Final answer:
We have formulated the null and alternative hypotheses for testing whether there's a difference in the mean price for used cars at the Kansas City dealership from the national mean. The p-value can't be provided without conducting the actual hypothesis test. At a significance level of 0.05, the null hypothesis is rejected if the p-value is less than 0.05, otherwise it is not rejected.
Step-by-step explanation:
To determine whether the mean price for used cars at the Kansas City dealership differs from the national mean of $10,192, we can formulate the following hypotheses:
- The null hypothesis (H0): μ = $10,192, which indicates that there is no difference between the national mean and the dealership's mean price.
- The alternative hypothesis (H1): μ ≠ $10,192, signifying that there is a difference between the national mean and the dealership's mean price.
The p-value is a probability that measures the evidence against the null hypothesis. Without specific test statistics, such as the t-score, and without conducting the actual hypothesis test using the sample data, it is impossible to provide the p-value.

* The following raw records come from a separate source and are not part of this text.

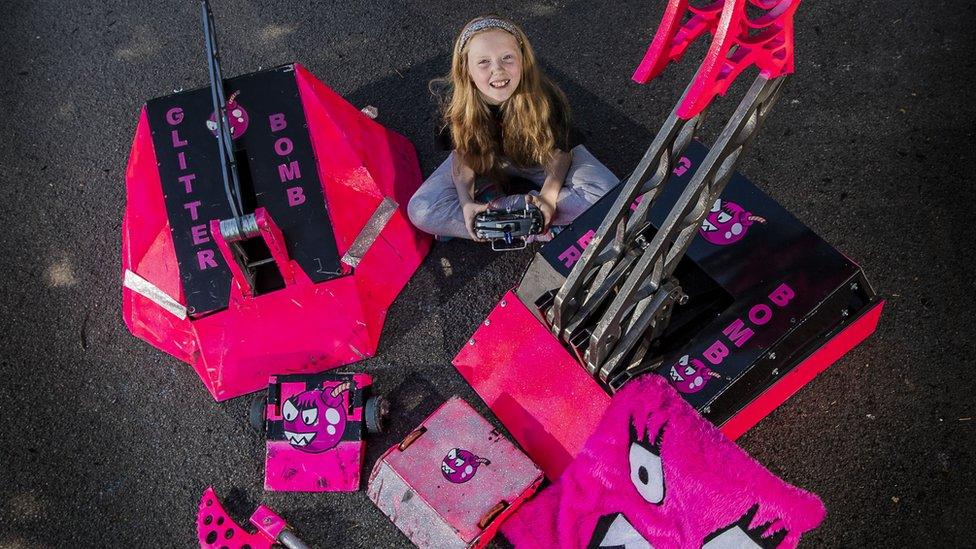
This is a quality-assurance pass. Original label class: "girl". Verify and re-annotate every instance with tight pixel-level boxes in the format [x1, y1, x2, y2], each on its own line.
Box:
[407, 16, 618, 240]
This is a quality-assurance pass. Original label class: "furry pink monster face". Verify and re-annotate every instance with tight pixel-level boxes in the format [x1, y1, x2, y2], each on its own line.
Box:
[698, 199, 766, 246]
[441, 448, 491, 484]
[281, 383, 349, 453]
[502, 376, 825, 549]
[587, 421, 786, 549]
[207, 92, 250, 139]
[668, 355, 716, 393]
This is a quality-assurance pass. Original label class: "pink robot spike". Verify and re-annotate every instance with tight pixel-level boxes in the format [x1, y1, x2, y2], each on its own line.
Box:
[197, 486, 309, 549]
[633, 0, 800, 120]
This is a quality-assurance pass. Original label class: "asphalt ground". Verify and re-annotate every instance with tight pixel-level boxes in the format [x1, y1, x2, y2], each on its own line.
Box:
[0, 0, 976, 548]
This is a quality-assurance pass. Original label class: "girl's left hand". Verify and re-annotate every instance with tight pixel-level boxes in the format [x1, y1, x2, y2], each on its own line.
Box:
[528, 194, 556, 232]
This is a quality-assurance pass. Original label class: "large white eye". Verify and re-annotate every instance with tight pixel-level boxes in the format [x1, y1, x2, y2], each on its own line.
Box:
[281, 400, 298, 421]
[325, 408, 342, 425]
[629, 427, 664, 505]
[671, 366, 685, 381]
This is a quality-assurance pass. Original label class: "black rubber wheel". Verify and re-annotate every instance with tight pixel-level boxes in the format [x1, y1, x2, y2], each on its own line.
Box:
[247, 391, 268, 433]
[363, 396, 390, 434]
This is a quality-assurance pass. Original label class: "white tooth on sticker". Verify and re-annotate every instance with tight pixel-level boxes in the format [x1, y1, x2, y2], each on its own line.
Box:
[600, 513, 654, 549]
[281, 400, 298, 421]
[325, 408, 342, 425]
[702, 527, 759, 549]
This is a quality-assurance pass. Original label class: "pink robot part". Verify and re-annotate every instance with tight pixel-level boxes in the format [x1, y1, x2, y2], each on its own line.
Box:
[281, 382, 349, 454]
[264, 372, 388, 492]
[121, 64, 431, 401]
[197, 486, 308, 549]
[207, 90, 251, 139]
[441, 448, 491, 484]
[633, 0, 800, 120]
[698, 198, 766, 246]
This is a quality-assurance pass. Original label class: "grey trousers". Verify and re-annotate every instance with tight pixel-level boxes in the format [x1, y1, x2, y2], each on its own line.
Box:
[407, 145, 620, 238]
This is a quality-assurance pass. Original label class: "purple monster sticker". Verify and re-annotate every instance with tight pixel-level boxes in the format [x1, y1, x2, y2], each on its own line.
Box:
[207, 91, 250, 139]
[698, 198, 766, 246]
[668, 355, 721, 393]
[441, 448, 491, 484]
[281, 381, 350, 454]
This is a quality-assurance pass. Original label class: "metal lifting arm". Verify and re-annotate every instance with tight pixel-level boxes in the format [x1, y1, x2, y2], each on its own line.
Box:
[546, 0, 799, 383]
[200, 0, 248, 240]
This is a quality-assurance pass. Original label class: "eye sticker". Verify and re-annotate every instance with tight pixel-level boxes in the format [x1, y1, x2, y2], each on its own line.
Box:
[671, 366, 685, 381]
[302, 408, 319, 425]
[281, 400, 298, 421]
[627, 420, 667, 505]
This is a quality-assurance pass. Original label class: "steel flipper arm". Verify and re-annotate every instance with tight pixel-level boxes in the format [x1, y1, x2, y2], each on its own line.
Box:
[547, 78, 704, 337]
[585, 76, 787, 377]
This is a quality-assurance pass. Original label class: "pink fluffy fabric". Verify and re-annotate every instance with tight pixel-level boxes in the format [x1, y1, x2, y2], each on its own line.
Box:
[502, 375, 826, 549]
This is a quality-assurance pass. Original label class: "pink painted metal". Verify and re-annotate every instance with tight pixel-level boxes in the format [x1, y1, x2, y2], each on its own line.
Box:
[264, 373, 373, 492]
[122, 64, 431, 400]
[197, 486, 287, 549]
[367, 398, 542, 548]
[453, 291, 610, 479]
[633, 0, 800, 120]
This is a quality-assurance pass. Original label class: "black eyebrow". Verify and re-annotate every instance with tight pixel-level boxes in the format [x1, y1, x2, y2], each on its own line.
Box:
[628, 418, 668, 456]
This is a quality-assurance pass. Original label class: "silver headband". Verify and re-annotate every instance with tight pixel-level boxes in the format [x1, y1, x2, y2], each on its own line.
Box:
[461, 17, 522, 49]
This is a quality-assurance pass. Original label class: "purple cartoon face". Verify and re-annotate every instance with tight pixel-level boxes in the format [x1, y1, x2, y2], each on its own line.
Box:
[207, 91, 250, 139]
[668, 355, 719, 393]
[281, 382, 349, 454]
[698, 199, 766, 246]
[441, 448, 491, 484]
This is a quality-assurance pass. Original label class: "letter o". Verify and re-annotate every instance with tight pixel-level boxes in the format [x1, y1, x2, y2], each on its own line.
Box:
[275, 137, 295, 156]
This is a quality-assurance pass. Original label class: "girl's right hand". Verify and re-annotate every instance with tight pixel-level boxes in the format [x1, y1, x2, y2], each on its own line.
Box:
[461, 202, 488, 242]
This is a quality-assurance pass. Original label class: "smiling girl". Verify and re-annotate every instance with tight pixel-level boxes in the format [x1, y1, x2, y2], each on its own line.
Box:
[408, 16, 618, 240]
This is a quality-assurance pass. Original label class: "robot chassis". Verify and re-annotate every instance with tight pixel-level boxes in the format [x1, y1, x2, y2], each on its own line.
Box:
[539, 0, 799, 391]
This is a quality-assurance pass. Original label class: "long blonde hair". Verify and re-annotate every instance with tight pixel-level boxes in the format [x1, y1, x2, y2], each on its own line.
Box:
[431, 15, 569, 174]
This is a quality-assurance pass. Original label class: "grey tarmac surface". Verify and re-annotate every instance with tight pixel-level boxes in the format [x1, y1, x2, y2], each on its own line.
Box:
[0, 0, 976, 548]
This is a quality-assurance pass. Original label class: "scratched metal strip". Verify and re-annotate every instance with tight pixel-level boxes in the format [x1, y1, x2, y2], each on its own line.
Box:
[122, 269, 186, 320]
[342, 197, 398, 268]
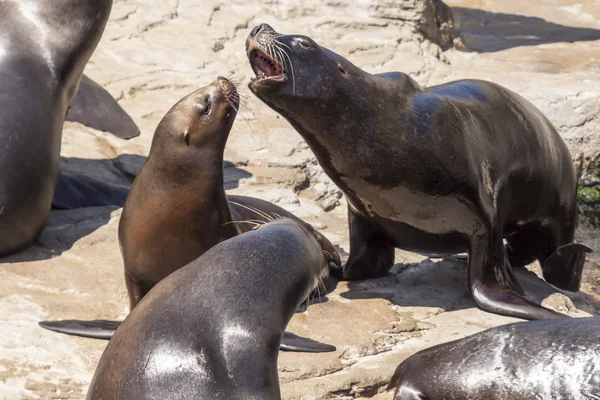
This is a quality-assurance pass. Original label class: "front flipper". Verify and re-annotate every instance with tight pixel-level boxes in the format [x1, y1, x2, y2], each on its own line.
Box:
[66, 75, 140, 139]
[52, 171, 129, 210]
[279, 332, 336, 353]
[469, 228, 569, 320]
[542, 243, 592, 292]
[38, 319, 121, 340]
[338, 207, 395, 280]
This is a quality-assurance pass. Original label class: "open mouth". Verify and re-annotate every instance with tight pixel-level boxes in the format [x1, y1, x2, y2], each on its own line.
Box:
[249, 49, 287, 84]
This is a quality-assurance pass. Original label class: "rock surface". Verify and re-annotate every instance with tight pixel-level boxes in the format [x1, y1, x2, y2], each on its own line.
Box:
[0, 0, 600, 400]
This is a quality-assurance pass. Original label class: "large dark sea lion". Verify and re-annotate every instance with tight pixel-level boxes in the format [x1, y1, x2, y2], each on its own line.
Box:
[246, 24, 591, 319]
[388, 317, 600, 400]
[40, 78, 341, 351]
[0, 0, 112, 256]
[87, 218, 336, 400]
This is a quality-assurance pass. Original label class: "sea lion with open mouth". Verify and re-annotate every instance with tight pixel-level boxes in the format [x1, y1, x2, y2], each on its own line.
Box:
[246, 24, 591, 319]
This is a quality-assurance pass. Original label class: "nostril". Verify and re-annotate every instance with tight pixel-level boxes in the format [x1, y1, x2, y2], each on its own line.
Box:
[250, 25, 262, 37]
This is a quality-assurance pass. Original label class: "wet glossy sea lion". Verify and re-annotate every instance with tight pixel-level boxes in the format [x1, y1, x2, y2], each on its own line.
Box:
[246, 24, 591, 319]
[388, 317, 600, 400]
[66, 75, 140, 139]
[87, 218, 336, 400]
[40, 78, 341, 351]
[0, 0, 112, 256]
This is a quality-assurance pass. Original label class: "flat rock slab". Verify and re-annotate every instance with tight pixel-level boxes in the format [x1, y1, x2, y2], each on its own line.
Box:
[0, 0, 600, 400]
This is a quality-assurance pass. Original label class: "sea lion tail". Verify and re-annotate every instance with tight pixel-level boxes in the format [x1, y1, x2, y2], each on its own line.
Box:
[38, 319, 121, 340]
[279, 332, 336, 353]
[542, 243, 592, 292]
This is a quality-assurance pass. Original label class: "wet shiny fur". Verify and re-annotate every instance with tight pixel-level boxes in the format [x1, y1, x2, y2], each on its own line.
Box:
[0, 0, 112, 256]
[246, 24, 590, 319]
[389, 317, 600, 400]
[87, 219, 332, 400]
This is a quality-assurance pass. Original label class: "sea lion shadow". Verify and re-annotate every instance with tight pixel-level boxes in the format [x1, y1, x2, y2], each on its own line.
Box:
[341, 259, 600, 315]
[452, 7, 600, 52]
[0, 154, 252, 264]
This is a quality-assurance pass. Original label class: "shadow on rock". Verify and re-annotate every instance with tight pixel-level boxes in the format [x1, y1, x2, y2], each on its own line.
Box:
[0, 154, 252, 264]
[452, 7, 600, 52]
[0, 206, 119, 264]
[341, 259, 600, 315]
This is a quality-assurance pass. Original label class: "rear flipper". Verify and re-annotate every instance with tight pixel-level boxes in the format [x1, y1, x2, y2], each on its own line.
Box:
[52, 171, 129, 210]
[39, 319, 121, 340]
[542, 243, 592, 292]
[279, 332, 336, 353]
[66, 75, 140, 139]
[39, 319, 336, 353]
[468, 225, 569, 320]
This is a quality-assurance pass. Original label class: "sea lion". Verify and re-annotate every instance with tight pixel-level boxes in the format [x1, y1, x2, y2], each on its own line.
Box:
[40, 77, 341, 351]
[0, 0, 112, 256]
[87, 218, 336, 400]
[246, 24, 591, 319]
[66, 75, 140, 139]
[388, 317, 600, 400]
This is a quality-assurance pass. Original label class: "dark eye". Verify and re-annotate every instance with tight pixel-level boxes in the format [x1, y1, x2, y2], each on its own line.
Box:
[298, 39, 312, 50]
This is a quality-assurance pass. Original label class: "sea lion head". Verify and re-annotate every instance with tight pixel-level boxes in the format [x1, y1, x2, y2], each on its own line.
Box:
[257, 217, 342, 296]
[246, 24, 365, 119]
[152, 77, 240, 152]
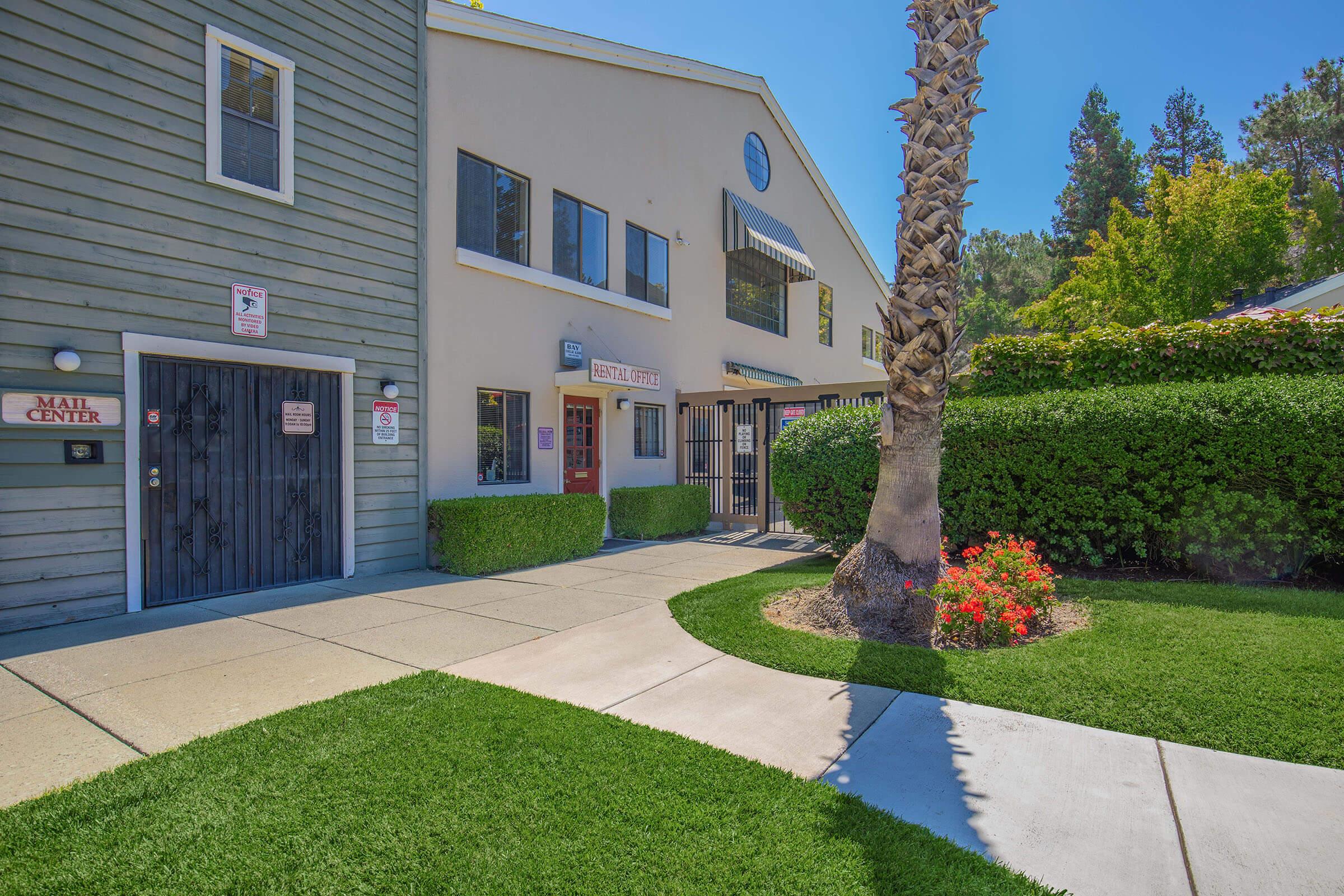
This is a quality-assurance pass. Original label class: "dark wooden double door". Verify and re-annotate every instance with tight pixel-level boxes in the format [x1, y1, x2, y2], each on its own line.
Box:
[140, 357, 342, 606]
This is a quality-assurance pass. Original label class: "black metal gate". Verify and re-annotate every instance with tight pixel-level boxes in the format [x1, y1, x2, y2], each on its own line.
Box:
[141, 357, 342, 606]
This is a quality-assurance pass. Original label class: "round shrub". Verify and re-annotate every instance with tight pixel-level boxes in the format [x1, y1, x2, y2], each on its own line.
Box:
[770, 405, 881, 553]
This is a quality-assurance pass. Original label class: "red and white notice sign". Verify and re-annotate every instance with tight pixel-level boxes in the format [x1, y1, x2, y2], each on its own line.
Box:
[232, 283, 268, 338]
[374, 399, 402, 445]
[589, 357, 662, 391]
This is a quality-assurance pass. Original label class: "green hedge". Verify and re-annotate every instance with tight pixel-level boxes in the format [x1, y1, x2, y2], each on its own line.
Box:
[970, 312, 1344, 395]
[429, 494, 606, 575]
[772, 376, 1344, 577]
[612, 485, 710, 539]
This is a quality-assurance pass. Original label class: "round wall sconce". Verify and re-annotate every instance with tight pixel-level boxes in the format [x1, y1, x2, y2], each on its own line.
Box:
[51, 348, 80, 374]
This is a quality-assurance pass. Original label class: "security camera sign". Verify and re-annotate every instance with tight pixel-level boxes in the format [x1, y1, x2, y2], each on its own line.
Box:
[374, 400, 402, 445]
[232, 283, 268, 338]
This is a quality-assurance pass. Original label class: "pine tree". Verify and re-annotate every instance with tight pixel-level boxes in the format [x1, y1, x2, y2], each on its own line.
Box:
[1144, 87, 1227, 178]
[1051, 85, 1144, 281]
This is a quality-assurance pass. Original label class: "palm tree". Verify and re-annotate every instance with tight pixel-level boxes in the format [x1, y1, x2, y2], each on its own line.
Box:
[830, 0, 996, 642]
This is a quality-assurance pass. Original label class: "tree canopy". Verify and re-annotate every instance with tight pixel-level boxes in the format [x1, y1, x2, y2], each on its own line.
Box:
[1019, 161, 1293, 330]
[1144, 87, 1227, 178]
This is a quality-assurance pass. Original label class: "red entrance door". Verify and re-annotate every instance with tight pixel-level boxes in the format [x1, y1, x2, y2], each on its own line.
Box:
[564, 395, 602, 494]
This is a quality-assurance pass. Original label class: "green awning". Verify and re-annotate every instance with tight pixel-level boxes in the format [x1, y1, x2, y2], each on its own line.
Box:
[723, 361, 802, 385]
[723, 189, 817, 279]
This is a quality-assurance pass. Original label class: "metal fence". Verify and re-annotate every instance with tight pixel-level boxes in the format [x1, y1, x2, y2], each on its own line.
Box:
[676, 381, 886, 532]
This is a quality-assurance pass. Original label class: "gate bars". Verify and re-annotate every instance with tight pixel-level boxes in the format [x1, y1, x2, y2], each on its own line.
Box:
[676, 380, 887, 532]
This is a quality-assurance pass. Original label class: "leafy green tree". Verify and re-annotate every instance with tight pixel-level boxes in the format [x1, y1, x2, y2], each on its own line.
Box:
[1051, 85, 1142, 278]
[1019, 161, 1293, 330]
[957, 228, 1051, 349]
[1298, 175, 1344, 279]
[1144, 87, 1227, 178]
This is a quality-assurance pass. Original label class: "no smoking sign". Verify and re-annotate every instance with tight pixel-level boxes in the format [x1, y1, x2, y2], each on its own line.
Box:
[372, 400, 402, 445]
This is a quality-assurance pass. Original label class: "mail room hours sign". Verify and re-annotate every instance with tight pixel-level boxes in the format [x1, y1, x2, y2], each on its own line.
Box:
[374, 400, 402, 445]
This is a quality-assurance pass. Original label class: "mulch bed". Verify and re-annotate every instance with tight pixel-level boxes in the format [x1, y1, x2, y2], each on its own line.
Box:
[762, 587, 1091, 650]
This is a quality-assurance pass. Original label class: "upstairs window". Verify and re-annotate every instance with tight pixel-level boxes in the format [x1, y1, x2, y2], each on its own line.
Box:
[457, 149, 530, 265]
[725, 249, 789, 336]
[625, 222, 668, 307]
[476, 388, 530, 485]
[206, 26, 295, 204]
[860, 326, 881, 364]
[817, 283, 834, 345]
[551, 191, 606, 289]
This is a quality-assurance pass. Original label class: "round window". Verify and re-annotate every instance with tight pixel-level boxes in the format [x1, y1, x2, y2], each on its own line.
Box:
[742, 132, 770, 189]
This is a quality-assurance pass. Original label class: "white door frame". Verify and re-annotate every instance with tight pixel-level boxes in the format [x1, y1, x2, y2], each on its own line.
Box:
[121, 333, 355, 613]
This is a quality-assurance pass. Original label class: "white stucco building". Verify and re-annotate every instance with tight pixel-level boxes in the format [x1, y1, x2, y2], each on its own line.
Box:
[423, 0, 886, 498]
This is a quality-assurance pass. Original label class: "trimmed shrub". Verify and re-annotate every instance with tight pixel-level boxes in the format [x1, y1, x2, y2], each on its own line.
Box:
[772, 376, 1344, 577]
[429, 494, 606, 575]
[612, 485, 710, 539]
[970, 312, 1344, 395]
[770, 404, 881, 553]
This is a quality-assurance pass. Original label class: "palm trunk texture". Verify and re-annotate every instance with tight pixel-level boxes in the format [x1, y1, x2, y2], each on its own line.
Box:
[830, 0, 996, 643]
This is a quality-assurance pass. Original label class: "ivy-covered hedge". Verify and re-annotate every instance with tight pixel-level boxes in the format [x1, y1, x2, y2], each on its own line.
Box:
[772, 376, 1344, 577]
[429, 494, 606, 575]
[970, 312, 1344, 395]
[612, 485, 710, 539]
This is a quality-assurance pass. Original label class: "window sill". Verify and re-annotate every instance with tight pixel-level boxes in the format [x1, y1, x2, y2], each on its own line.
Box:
[206, 172, 295, 206]
[457, 247, 672, 321]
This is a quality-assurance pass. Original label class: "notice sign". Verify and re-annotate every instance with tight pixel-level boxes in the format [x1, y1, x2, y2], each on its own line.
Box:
[0, 392, 121, 426]
[234, 283, 268, 338]
[279, 402, 317, 435]
[589, 357, 662, 391]
[374, 400, 402, 445]
[732, 423, 755, 454]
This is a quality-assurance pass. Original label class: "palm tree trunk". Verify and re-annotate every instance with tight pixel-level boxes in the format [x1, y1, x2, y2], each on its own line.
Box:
[830, 0, 996, 643]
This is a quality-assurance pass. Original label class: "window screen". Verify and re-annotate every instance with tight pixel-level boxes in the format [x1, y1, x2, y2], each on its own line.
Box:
[625, 222, 668, 307]
[817, 283, 834, 345]
[476, 388, 530, 485]
[457, 151, 528, 265]
[551, 192, 606, 289]
[219, 47, 279, 189]
[634, 404, 666, 457]
[727, 249, 789, 336]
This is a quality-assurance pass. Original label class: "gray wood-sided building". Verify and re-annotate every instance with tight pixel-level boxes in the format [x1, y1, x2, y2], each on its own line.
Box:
[0, 0, 424, 631]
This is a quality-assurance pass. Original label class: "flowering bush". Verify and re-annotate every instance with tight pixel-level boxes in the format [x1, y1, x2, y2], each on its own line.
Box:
[928, 532, 1058, 647]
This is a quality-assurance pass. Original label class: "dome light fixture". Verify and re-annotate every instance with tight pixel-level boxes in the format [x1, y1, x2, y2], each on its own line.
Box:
[51, 348, 80, 374]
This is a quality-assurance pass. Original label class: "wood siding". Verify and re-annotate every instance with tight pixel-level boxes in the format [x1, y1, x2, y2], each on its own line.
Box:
[0, 0, 424, 631]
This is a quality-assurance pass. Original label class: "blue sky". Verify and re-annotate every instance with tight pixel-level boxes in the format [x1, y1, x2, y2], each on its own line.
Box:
[468, 0, 1344, 277]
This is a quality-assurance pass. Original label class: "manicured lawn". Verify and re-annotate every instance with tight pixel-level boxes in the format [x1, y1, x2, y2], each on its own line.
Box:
[671, 560, 1344, 768]
[0, 671, 1048, 896]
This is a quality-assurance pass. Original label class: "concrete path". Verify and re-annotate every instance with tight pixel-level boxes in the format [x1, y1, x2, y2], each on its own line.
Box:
[0, 533, 1344, 896]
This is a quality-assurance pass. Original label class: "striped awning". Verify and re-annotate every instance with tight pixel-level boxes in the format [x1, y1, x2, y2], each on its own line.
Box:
[723, 361, 802, 385]
[723, 189, 817, 279]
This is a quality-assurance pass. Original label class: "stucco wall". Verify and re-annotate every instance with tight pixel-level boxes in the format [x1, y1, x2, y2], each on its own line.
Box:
[426, 30, 883, 497]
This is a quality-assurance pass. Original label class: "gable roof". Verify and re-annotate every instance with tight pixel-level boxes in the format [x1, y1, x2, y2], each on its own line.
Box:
[424, 0, 887, 297]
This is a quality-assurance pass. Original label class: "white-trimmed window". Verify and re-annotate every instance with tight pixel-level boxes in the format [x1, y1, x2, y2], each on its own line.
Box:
[206, 26, 295, 206]
[634, 404, 666, 457]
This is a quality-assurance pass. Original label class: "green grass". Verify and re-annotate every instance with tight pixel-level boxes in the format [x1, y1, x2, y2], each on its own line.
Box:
[0, 671, 1047, 896]
[671, 560, 1344, 768]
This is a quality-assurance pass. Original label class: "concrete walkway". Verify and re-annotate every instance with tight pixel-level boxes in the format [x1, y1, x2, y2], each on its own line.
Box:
[0, 533, 1344, 896]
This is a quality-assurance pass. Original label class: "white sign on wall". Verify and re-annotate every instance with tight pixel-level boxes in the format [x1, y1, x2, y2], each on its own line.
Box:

For concluding the hypothesis test at a significance level (α) of 0.05, you would compare the p-value to α. If the p-value is less than α, you reject the null hypothesis since there is sufficient evidence to support a significant difference between the dealership's mean price and the national mean. If the p-value is greater than α, you would fail to reject the null hypothesis since there is insufficient evidence to conclude a significant difference.